Ce mardi 30 janvier, le personnel d'Ehpad, les maisons de retraite médicalisées, est en grève. Une mobilisation nationale inédite des soignants, soutenus par certains directeurs d'établissements, comme Micheline Keiling, directrice de l'Ehpad Saint Arbogast à Strasbourg.
En ce début d'après-midi, l'Ehpad Saint Arbogast à Strasbourg est momentanément à l'arrêt. Micheline Keiling, directrice de l'établissement, a convoqué l'ensemble du personnel dans le hall d'accueil, le temps de faire le point sur la mobilisation du jour. Médecins, infirmiers, aides-soignants, agents de service et même quelques résidents et leurs familles. Ils sont tous là.
A 59 ans, Micheline Keiling, infirmière de formation, considère son personnel comme « sa deuxième famille ». Elle est totalement solidaire de leur mobilisation. « Je pense que nous, directeurs d'établissement, devons participer à ce mouvement pour dénoncer la situation actuelle. On est tous dans la galère. » Cela fait quinze ans qu'elle dirige cet Ehpad.
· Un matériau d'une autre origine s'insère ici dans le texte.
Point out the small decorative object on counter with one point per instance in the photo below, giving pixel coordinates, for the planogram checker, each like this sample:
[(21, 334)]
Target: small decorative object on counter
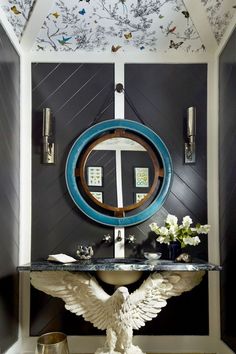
[(52, 343), (84, 252), (184, 257), (183, 235)]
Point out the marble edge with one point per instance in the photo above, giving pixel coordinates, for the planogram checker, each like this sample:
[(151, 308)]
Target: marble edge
[(141, 266)]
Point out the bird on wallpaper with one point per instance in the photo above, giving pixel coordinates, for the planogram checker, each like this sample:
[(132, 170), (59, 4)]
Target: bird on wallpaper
[(82, 12), (15, 11), (186, 14), (128, 35), (64, 40), (120, 313), (115, 48), (56, 14), (175, 45)]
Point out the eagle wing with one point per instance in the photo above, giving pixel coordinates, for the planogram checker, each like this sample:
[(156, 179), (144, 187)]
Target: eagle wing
[(145, 303), (81, 293)]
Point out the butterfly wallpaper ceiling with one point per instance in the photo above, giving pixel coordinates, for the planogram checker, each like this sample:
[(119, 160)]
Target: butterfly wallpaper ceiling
[(120, 25)]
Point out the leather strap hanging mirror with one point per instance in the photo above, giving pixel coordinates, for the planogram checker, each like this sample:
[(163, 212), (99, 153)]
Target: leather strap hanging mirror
[(127, 139)]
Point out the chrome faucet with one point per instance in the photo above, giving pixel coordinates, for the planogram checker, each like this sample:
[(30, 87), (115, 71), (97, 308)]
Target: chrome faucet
[(84, 252), (130, 239)]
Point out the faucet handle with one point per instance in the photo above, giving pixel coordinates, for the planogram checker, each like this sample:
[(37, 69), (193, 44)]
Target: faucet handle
[(84, 252), (130, 239), (107, 238)]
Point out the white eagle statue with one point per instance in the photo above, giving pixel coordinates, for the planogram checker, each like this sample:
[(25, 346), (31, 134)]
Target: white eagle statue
[(119, 314)]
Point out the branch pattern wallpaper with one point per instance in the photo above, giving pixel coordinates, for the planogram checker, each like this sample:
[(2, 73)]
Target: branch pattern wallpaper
[(120, 25), (219, 13), (18, 12)]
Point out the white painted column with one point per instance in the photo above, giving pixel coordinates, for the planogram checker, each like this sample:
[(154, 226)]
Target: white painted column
[(213, 197), (119, 232), (25, 194)]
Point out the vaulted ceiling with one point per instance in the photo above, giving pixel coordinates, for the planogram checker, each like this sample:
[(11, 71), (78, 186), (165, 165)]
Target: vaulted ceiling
[(122, 25)]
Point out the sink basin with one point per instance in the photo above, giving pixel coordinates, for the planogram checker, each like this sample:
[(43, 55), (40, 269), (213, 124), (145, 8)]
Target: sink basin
[(119, 277)]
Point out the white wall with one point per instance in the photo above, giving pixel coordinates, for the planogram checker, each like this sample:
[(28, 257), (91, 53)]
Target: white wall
[(89, 344)]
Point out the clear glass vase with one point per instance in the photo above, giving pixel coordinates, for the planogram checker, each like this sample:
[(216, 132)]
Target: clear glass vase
[(174, 250)]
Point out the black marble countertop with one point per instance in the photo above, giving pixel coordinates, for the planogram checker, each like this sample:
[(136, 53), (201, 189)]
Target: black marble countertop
[(126, 264)]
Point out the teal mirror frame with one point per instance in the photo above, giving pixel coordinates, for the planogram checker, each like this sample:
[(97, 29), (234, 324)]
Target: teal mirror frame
[(95, 132)]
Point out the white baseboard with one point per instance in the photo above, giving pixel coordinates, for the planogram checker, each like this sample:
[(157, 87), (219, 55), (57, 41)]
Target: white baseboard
[(14, 349), (151, 344), (224, 349)]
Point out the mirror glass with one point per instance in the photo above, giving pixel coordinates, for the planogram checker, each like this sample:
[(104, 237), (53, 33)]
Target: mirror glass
[(119, 172)]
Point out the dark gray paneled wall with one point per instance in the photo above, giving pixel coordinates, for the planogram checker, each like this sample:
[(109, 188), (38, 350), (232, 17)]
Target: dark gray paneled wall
[(9, 190), (75, 92), (161, 94), (227, 169)]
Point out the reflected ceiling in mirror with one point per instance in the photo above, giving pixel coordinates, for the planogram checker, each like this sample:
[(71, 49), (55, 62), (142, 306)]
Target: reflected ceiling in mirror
[(119, 172)]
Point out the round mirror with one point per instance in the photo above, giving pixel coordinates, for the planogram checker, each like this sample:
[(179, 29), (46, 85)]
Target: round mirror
[(119, 172)]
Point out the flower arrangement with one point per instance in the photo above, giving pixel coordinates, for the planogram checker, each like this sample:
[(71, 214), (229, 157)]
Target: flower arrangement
[(183, 233)]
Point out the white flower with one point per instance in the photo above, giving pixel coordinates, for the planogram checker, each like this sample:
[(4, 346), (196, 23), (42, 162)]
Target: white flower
[(163, 231), (203, 229), (153, 226), (187, 221), (172, 220), (163, 239), (193, 241), (173, 230)]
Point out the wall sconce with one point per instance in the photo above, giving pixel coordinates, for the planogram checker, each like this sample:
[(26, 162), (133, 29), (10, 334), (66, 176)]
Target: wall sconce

Le matin même, elle s'est rendue à la mobilisation organisée sur la place Kléber, accompagnée de dix de ses salariés.
Ses revendications sont les mêmes que celles du personnel : plus de moyens et plus d'effectifs. En journée, l'établissement tourne avec six aides-soignantes le matin et cinq l'après-midi pour 82 résidents, dont 50 grands dépendants. La nuit, c'est une aide soignante et un agent de service pour le même nombre de résidents répartis sur quatre étages. « C'est là que ça pêche », explique la directrice. Nathalie, aide-soignante, confirme : « Il suffit d'un incident et ça devient l'horreur ». Cette mère de deux enfants en bas âge se lève tous les jours à quatre heures du matin et passe une heure et demi dans les transports pour venir travailler à l'Ehpad. Elle travaille en moyenne sept heures par jours pour un salaire mensuel de 1300 euros. « Sept heures, c'est vraiment le minimum. S'il y a un imprévu, un résident qui fait une chute, une crise d'angoisse ou un décès, on n'a pas le choix, on doit rester. Et ça arrive souvent ». Nathalie et ses collègues sont en état de fatigue psychologique et physique.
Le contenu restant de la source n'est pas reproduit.